Die Erste Kammer stellte Artikel 4 in der Form her, daß Ordensgeistliche in Notfällen zur Spendung von Sakramenten zugelassen werden könnten, und um ihre Friedensliebe zu bethätigen, trat die Zweite Kammer 22. Juni dieser Fassung bei und genehmigte das ganze Gesetz. Auch bewilligte der Landtag die Erhöhung der Gehalte der Beamten und Volksschullehrer. Um den Eifer der katholischen Wählerschaft, die sich bei den letzten Reichstags- und Landtagswahlen gegen die ultramontanen Klagen und Forderungen etwas lau gezeigt hatte, anzufeuern und gemäßigte klerikale Parteiführer, wie Lender und Förderer, welche von Versöhnung redeten, mundtot zu machen, beschloß die ultramontane Parteileitung, den deutschen Katholikentag im September 1888 in Freiburg [* 18] abzuhalten, worauf im November ebendaselbst die nationalliberale Landesversammlung stattfand. Bei den Neuwahlen für die Zweite Kammer im Oktober 1889 eroberten die Ultramontanen einige wenige Sitze. Der Landtag wurde 23. Nov. vom Staatsminister Turban eröffnet, wichtige Vorlagen ihm aber nicht gemacht.
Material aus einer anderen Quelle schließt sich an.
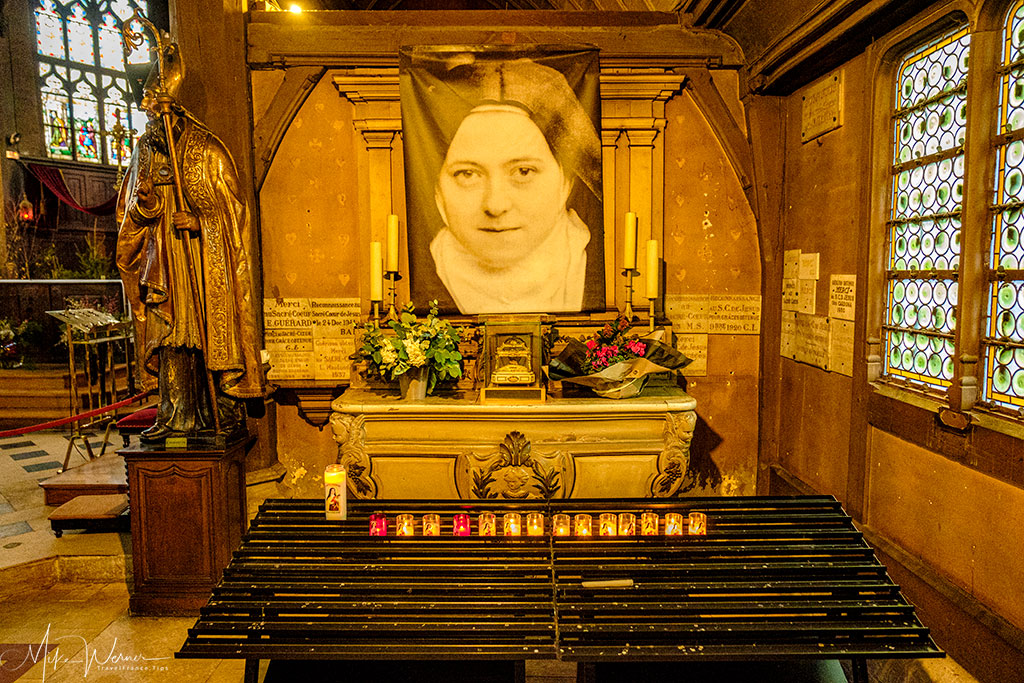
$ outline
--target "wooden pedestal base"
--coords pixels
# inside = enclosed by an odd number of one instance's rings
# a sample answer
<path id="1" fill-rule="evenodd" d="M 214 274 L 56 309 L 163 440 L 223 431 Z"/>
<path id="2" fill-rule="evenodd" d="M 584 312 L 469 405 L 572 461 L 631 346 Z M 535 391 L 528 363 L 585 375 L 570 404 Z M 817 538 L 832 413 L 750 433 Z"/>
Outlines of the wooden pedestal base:
<path id="1" fill-rule="evenodd" d="M 128 448 L 133 615 L 198 614 L 245 532 L 245 453 Z"/>

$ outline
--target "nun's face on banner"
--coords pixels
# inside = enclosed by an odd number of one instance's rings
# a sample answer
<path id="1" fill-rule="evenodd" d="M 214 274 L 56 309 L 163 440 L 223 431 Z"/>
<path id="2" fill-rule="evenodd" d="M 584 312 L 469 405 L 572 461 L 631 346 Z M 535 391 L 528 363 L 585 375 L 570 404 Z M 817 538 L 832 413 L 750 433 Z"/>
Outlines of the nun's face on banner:
<path id="1" fill-rule="evenodd" d="M 482 265 L 513 265 L 565 214 L 570 182 L 544 134 L 514 107 L 473 111 L 452 138 L 437 205 L 448 229 Z"/>

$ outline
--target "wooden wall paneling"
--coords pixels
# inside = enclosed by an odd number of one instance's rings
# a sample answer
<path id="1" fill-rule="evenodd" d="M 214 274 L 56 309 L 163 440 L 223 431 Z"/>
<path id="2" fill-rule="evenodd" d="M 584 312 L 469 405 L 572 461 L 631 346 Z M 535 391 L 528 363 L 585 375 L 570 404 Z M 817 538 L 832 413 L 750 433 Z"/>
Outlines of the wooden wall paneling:
<path id="1" fill-rule="evenodd" d="M 250 12 L 248 62 L 268 66 L 394 66 L 403 45 L 589 44 L 604 66 L 739 68 L 724 33 L 674 12 Z"/>
<path id="2" fill-rule="evenodd" d="M 751 96 L 745 100 L 751 139 L 754 179 L 754 215 L 761 250 L 761 353 L 758 387 L 757 492 L 768 493 L 770 468 L 780 462 L 779 425 L 782 411 L 782 252 L 785 236 L 783 182 L 785 181 L 786 117 L 778 97 Z"/>
<path id="3" fill-rule="evenodd" d="M 274 155 L 281 145 L 285 131 L 291 125 L 295 114 L 302 108 L 309 93 L 320 82 L 327 69 L 322 66 L 300 66 L 285 69 L 284 79 L 276 89 L 270 104 L 256 121 L 253 129 L 253 163 L 256 191 L 263 187 L 267 172 L 274 161 Z M 259 78 L 253 72 L 253 80 Z"/>
<path id="4" fill-rule="evenodd" d="M 604 297 L 605 306 L 615 307 L 615 285 L 619 281 L 619 258 L 616 245 L 616 235 L 621 230 L 617 220 L 619 214 L 615 201 L 616 188 L 618 183 L 616 170 L 616 159 L 618 157 L 619 139 L 622 137 L 620 130 L 601 131 L 601 190 L 603 193 L 602 208 L 604 209 Z M 625 212 L 622 212 L 625 213 Z"/>

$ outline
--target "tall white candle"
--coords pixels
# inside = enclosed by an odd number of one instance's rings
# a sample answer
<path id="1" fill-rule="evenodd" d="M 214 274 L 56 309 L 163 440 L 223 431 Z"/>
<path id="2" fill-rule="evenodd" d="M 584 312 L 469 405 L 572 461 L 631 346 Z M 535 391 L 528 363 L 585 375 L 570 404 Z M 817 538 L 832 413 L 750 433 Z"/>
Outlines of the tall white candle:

Zur Litteratur: Platz, Geologische Skizze des Großherzogtums Baden (Karlsr. 1886);
»Die Kunstdenkmäler des Großherzogtums Baden« (hrsg. von Kraus u. a., Freiburg 1887 ff.);
Buchenberger, Verwaltungsrecht der Landwirtschaft im Großherzogtum Baden (Tauberbischofsheim 1887);
»Erhebungen über die Lage des Kleingewerbes in Baden« (Karlsr. 1888, 3 Bde.);
v. Philippovich, Der badische Staatshaushalt (Freiburg 1889);
v. Weech, Badische Geschichte bis zur Gründung des Deutschen Reichs (Karlsr. 1890).